Полно, да любил ли он Лелю? Или ему в такой степени льстила страсть молодой женщины, ее яростная способность забыть обо всех приличиях ради него, что он поставил на карту репутацию семьи? Господу ведомо, как много значил papa, да-да, тот самый папенька, который не считался с нашими муками, для меня, для нас, сестер, для жен, которые так любили его. Не только тогда, но и нынче, когда его давно уже нет в живых! Но какова цена моих воспоминаний, если я буду говорить о том, чего не думала тогда или не думаю сейчас?

Продолжу. Итак, в том далеком, 1853 году, приехав в Овстуг, отец рассказывал о балах, раутах, о светских сплетнях. А мной овладевало то уныние и ощущение пустоты, которое всегда вызывал во мне этот мир и этот образ жизни.

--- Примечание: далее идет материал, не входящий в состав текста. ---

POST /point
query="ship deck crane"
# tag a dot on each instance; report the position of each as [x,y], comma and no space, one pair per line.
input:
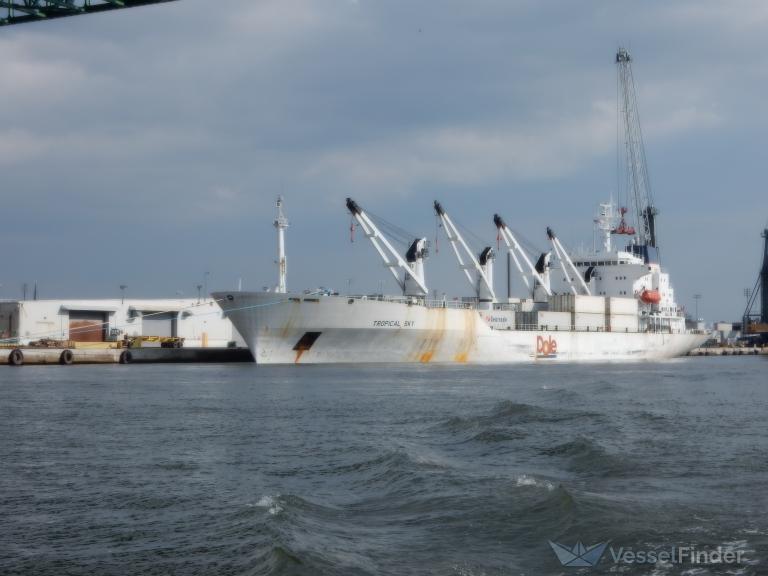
[479,274]
[518,253]
[412,282]
[567,264]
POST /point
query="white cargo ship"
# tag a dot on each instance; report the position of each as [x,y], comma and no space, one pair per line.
[606,304]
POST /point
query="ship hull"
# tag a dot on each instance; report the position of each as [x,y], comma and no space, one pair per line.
[288,329]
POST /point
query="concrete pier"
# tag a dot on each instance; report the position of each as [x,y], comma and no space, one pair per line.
[728,351]
[64,356]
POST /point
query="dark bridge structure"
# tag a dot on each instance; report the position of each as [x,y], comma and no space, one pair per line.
[23,11]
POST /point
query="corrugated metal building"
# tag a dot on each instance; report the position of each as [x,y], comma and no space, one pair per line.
[199,322]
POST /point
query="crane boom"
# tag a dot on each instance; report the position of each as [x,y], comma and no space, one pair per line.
[567,264]
[482,284]
[514,247]
[635,185]
[392,260]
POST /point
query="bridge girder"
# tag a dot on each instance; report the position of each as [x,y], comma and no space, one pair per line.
[23,11]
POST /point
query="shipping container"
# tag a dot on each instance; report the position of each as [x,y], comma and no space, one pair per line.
[548,320]
[621,306]
[588,321]
[578,304]
[622,323]
[526,320]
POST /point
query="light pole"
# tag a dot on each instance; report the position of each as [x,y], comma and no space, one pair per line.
[696,298]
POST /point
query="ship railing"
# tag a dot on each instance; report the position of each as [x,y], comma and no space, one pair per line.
[411,300]
[573,328]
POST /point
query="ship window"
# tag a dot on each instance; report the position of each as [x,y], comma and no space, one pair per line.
[306,341]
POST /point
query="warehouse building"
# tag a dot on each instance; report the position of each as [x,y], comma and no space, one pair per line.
[200,322]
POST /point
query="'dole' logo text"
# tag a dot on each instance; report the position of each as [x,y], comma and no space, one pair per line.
[546,348]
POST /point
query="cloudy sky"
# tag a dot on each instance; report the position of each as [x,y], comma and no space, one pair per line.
[146,147]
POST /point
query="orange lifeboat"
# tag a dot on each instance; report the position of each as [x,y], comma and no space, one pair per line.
[650,296]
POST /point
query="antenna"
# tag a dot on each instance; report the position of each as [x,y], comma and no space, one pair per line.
[281,224]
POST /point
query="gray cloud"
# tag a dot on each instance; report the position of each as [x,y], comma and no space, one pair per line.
[148,145]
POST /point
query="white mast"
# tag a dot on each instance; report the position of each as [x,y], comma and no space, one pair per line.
[483,280]
[567,264]
[281,223]
[515,249]
[412,283]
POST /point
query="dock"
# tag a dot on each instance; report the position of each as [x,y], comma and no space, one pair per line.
[23,356]
[729,351]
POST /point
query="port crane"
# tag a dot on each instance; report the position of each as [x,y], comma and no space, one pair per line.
[633,181]
[412,282]
[478,270]
[757,322]
[539,272]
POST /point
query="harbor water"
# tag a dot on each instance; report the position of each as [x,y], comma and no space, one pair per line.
[238,469]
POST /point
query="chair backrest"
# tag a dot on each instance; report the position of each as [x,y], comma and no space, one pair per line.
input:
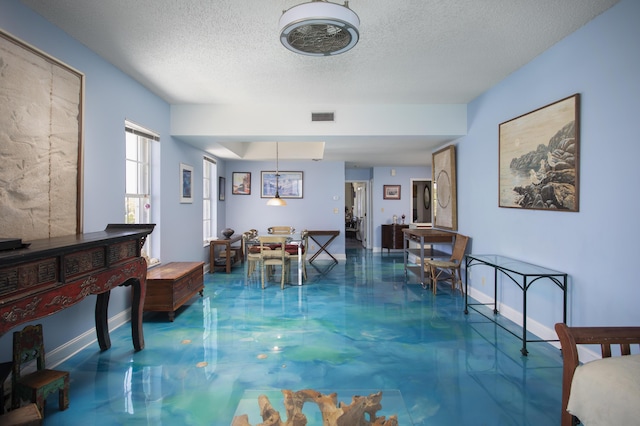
[281,230]
[268,241]
[28,345]
[459,247]
[304,236]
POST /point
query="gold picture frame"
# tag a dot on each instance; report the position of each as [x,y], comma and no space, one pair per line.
[540,157]
[443,176]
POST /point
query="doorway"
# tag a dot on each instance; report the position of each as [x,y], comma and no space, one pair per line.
[356,204]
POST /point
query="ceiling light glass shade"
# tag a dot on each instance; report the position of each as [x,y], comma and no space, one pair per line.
[319,28]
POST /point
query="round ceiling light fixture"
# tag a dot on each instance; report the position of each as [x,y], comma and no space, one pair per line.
[319,28]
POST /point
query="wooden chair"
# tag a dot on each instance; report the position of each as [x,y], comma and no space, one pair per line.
[274,256]
[571,337]
[435,267]
[28,346]
[280,230]
[305,247]
[252,252]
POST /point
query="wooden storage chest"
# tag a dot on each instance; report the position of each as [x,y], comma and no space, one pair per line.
[170,286]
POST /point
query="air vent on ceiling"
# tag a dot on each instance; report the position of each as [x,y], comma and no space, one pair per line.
[322,116]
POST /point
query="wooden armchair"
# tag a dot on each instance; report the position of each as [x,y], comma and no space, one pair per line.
[435,267]
[571,337]
[275,256]
[28,346]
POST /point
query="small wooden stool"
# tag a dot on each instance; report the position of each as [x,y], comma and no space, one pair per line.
[29,415]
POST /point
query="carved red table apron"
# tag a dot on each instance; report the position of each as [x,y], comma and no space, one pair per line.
[55,273]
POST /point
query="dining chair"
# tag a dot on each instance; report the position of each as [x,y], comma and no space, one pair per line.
[276,255]
[28,345]
[435,268]
[251,251]
[304,236]
[279,230]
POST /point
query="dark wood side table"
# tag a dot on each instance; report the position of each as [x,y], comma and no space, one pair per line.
[392,237]
[227,245]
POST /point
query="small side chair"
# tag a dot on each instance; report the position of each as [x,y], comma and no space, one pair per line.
[28,345]
[435,267]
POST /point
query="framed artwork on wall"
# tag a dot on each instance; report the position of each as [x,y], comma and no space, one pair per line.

И потому-то назначение, которого отец добивался для меня: стать фрейлиной цесаревны Марии Александровны, я приняла вопреки своим желаниям. Еще летом предыдущего года, проводя с нами в деревне какое-то время, он стремился убедить меня, что я люблю свет, что могу быть счастливой только при дворе. Он так никогда и не понял отчаяния, в которое приводила меня самая мысль об этом. Тем не менее в то время это было единственным способом начать самостоятельную жизнь и порвать с унизительной материальной зависимостью от семьи отца.

Я помню, что тогда в Овстуге супруги ссорились. Отец не хотел обременять себя опекой и предоставлением меня ко двору. Эрнестина настаивала на том, чтобы он ехал вместе со мной. Отец обижался, что жена не хочет удержать его возле себя после долгой разлуки. У них были тяжелые объяснения. Так записано в моем дневнике. Но ныне я полагаю, что стычка случилась не только по моему поводу.

После отъезда из Овстуга с горничной в сопровождении управляющего имением я получила письмо от Китти, которая оставалась вместе со своей горячо любимой mama Эрнестиной, с papa и с Иваном и Мари в Овстуге. Сестра писала, что mama никогда не рыдала так, как после моего отъезда. Она, а не я, знала тогда, что момент отъезда стал для меня прощанием с моей безрадостной юностью. Навсегда.

* * *

Вскоре и Китти пришлось покинуть семью, так как papa и mama с их детьми уехали в Европу. Она не хотела расставаться, но вынуждена была уехать в Москву, с тем чтобы жить в семье дорогой нашей тети по отцу Дарьи Сушковой, у которой не было своих детей. Восемнадцатилетняя Китти стала ей родной дочерью.